OPEC and its allies including Russia, agreed in principle on Thursday to more output cuts in an effort to trim the global supply and stabilize prices. The move is designed to combat stagnant global economic growth blamed on the U.S.-China trade war. OPEC+ stopped short of pledging action beyond the first quarter 2020, causing analysts and traders to question the impact of the latest curbs.
The New Deal
According to reports, the cuts will expand the existing agreement by an extra 500,000 barrels per day (bpd) reduction in the first quarter next year, through tighter compliance and some adjustments. OPEC’s current agreement is a supply cut of 1.2 million bpd and the increased amount represents about 1.7% of global oil output.
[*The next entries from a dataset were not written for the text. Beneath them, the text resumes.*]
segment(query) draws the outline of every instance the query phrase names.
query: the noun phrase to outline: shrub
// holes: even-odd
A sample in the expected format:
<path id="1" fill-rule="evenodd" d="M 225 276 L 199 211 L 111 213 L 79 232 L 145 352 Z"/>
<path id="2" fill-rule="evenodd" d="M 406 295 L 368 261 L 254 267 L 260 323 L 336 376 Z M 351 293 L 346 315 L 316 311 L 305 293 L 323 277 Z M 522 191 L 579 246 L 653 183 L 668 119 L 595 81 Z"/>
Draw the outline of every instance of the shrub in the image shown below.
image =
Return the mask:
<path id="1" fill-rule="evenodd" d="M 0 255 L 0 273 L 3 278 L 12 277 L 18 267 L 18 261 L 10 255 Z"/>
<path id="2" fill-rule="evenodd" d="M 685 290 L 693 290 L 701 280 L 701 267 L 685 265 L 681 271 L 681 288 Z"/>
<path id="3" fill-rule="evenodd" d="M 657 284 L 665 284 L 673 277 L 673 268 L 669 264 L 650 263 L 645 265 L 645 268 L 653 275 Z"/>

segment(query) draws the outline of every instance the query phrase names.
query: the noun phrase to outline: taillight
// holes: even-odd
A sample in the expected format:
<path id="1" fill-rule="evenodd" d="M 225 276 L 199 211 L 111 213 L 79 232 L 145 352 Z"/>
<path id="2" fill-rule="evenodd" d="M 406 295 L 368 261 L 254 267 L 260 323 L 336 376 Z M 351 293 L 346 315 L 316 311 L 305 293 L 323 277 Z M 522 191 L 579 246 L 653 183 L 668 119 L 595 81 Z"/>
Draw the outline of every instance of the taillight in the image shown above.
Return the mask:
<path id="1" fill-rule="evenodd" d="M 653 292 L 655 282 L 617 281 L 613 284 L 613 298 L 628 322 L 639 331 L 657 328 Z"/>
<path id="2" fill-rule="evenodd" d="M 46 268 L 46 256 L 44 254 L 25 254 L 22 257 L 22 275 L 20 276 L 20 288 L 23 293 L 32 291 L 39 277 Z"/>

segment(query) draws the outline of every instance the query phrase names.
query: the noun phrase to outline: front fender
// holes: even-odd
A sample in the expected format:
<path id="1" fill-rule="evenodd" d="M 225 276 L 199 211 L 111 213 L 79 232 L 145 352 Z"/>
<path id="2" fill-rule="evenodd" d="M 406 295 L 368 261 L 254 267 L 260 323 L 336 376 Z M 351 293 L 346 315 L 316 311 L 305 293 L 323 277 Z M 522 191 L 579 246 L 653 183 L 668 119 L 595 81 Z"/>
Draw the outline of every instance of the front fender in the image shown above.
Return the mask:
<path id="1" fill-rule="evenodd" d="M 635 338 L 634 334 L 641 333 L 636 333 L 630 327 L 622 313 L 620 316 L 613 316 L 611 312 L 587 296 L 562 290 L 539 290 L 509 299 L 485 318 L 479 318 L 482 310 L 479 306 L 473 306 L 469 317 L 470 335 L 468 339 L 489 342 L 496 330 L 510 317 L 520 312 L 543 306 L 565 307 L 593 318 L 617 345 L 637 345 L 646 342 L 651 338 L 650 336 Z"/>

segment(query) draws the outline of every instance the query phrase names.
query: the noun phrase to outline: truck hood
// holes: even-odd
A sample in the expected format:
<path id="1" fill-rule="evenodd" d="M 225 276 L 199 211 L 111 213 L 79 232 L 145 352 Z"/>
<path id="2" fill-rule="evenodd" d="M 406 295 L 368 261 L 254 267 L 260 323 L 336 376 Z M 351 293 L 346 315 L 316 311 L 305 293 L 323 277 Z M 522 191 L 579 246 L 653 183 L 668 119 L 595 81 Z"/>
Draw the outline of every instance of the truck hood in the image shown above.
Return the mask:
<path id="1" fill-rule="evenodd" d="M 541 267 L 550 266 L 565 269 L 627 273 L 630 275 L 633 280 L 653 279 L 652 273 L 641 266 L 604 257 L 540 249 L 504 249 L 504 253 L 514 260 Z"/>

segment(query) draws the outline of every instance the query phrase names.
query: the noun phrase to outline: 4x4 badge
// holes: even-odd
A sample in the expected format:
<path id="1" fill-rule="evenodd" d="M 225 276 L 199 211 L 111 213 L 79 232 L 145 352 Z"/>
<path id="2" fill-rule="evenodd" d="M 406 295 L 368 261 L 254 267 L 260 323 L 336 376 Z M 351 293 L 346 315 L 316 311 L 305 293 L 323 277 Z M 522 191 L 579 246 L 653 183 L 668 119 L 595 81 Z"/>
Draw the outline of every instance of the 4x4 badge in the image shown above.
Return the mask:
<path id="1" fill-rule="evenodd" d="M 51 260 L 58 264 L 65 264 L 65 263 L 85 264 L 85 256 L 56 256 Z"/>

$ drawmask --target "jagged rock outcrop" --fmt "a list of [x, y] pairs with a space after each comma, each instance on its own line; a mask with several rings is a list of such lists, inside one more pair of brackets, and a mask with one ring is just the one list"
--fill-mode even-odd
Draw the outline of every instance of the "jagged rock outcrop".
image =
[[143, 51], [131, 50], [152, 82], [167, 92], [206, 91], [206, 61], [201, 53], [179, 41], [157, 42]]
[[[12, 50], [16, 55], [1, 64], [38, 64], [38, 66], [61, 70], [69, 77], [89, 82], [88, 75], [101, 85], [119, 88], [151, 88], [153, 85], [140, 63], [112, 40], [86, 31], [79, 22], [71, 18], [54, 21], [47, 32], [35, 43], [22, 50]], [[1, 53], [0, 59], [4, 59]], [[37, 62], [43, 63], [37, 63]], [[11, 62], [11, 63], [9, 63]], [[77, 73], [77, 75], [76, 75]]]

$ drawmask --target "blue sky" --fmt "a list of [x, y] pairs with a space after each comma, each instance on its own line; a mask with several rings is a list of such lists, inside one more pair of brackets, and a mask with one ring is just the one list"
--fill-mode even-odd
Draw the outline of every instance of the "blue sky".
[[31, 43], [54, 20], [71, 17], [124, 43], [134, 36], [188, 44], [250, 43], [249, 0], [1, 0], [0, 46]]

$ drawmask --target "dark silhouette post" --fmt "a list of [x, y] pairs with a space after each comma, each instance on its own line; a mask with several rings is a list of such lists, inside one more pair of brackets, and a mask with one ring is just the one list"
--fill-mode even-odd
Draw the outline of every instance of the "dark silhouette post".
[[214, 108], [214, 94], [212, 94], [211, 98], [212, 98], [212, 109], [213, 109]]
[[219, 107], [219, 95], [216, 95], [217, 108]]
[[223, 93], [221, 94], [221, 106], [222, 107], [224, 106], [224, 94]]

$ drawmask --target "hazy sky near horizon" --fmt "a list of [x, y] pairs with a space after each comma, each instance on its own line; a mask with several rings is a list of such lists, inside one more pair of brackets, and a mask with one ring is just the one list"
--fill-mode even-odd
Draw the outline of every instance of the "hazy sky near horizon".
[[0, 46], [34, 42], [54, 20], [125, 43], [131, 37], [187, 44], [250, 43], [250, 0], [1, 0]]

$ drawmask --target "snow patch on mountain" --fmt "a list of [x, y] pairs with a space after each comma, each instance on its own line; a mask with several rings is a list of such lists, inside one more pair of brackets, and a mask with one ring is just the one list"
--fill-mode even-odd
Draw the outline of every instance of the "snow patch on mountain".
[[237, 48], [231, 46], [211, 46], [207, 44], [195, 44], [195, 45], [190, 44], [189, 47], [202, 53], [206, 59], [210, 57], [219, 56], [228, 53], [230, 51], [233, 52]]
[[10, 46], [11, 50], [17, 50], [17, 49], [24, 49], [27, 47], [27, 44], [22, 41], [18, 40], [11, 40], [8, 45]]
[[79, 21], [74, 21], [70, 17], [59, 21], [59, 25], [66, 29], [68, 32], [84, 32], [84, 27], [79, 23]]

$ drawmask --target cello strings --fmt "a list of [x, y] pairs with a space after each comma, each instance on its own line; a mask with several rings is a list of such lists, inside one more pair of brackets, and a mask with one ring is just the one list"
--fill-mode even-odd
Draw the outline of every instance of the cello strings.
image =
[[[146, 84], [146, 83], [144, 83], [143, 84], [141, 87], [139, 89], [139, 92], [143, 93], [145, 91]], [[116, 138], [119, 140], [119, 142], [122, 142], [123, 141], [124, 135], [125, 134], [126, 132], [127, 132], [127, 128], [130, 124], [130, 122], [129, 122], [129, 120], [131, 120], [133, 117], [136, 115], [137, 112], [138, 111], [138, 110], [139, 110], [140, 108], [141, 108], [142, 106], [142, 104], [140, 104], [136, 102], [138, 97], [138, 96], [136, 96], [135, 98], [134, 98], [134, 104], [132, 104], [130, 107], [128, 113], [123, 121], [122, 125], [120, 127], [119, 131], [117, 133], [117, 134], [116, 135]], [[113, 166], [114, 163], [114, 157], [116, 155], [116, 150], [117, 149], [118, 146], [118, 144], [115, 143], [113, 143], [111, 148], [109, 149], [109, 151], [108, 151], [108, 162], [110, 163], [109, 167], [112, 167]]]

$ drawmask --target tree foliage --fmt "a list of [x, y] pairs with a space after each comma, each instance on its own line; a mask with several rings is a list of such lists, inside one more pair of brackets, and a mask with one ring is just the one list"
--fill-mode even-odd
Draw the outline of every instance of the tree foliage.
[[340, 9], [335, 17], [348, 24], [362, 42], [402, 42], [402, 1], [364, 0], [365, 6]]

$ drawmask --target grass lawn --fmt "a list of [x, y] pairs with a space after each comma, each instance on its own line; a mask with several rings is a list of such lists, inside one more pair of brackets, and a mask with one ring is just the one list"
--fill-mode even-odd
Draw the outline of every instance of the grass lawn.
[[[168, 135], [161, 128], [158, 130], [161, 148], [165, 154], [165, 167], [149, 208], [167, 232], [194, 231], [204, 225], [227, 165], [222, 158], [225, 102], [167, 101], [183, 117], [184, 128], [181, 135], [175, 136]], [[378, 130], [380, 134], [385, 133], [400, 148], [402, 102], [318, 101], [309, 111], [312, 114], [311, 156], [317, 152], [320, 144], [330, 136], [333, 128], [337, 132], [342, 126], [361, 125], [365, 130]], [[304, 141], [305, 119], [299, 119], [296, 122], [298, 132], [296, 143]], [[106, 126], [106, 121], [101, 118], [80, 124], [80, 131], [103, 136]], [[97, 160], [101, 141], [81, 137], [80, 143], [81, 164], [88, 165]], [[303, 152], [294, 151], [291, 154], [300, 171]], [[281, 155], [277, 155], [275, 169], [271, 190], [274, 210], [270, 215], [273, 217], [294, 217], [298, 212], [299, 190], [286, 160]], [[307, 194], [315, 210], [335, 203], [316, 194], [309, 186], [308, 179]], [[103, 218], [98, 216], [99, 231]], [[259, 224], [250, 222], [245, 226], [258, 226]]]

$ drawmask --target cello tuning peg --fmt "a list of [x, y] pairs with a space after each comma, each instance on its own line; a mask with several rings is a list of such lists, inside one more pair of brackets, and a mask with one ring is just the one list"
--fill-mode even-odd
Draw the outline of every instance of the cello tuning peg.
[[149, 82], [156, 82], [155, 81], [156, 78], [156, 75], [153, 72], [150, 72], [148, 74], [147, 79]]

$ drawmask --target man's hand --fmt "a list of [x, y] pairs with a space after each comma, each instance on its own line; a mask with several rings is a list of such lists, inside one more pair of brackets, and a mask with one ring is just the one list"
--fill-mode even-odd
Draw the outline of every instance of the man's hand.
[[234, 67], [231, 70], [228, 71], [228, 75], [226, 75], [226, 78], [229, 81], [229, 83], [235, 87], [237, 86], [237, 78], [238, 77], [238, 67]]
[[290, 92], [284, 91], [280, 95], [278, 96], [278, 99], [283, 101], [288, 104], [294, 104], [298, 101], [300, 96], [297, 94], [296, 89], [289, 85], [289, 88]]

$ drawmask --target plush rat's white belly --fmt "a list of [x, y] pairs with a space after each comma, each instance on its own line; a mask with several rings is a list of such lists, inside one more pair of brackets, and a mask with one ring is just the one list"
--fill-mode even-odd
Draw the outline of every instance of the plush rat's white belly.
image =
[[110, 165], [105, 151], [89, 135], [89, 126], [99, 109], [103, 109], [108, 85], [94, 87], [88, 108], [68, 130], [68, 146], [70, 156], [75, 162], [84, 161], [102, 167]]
OPEC is likely to shoulder 340,000 bpd in fresh cuts and non-OPEC producers an extra 160,000 bpd, one source said on Friday.
Saudi Aramco Initial Public Offering
Higher oil prices are also supporting the initial public offering (IPO) of Saudi Arabia’s state-owned oil company, Saudi Aramco, which priced its shares on Thursday at the top of an indicated range.
The sale was the world’s biggest initial public offering, beating Alibaba Group Holdings’ $25 billion listing in 2014, but fell short of a $2 trillion valuation for Aramco sought by Saudi Crown Prince Mohammed bin Salman.
The lower price action suggests two things, the size of the production cut was already priced into the market, and traders wanted more than just a three month extension of the output curbs.
“Despite the deeper potential cuts, we view most headlines so far as falling short of consensus expectations,” Goldman Sachs said in a note citing factors including the short duration of the deal.
One sticking point has been compliance with the cuts especially since Saudi Arabia trims more than required in order to offset overproduction from Iraq and Nigeria.
“A scenario where the Saudis ‘absorb’ the majority of a 500,000 bpd cut and formalize their target at current output levels would not be impactful to the market – unless Iraq and Nigeria come into compliance with their targets,” said analysts with Jefferies.
ING bank analysts said the key question was whether the new cuts were real or just a matter of Saudi Arabia formalizing its current over-compliance.
“Obviously, if it is the latter, the market will be disappointed, as this will do little to eat into the surplus over the first quarter,” ING said.
The price action suggests that traders may use the OPEC+ decision as an excuse to book profits. So unless there is a major positive development in the trade talks, prices are likely to be under pressure on Friday.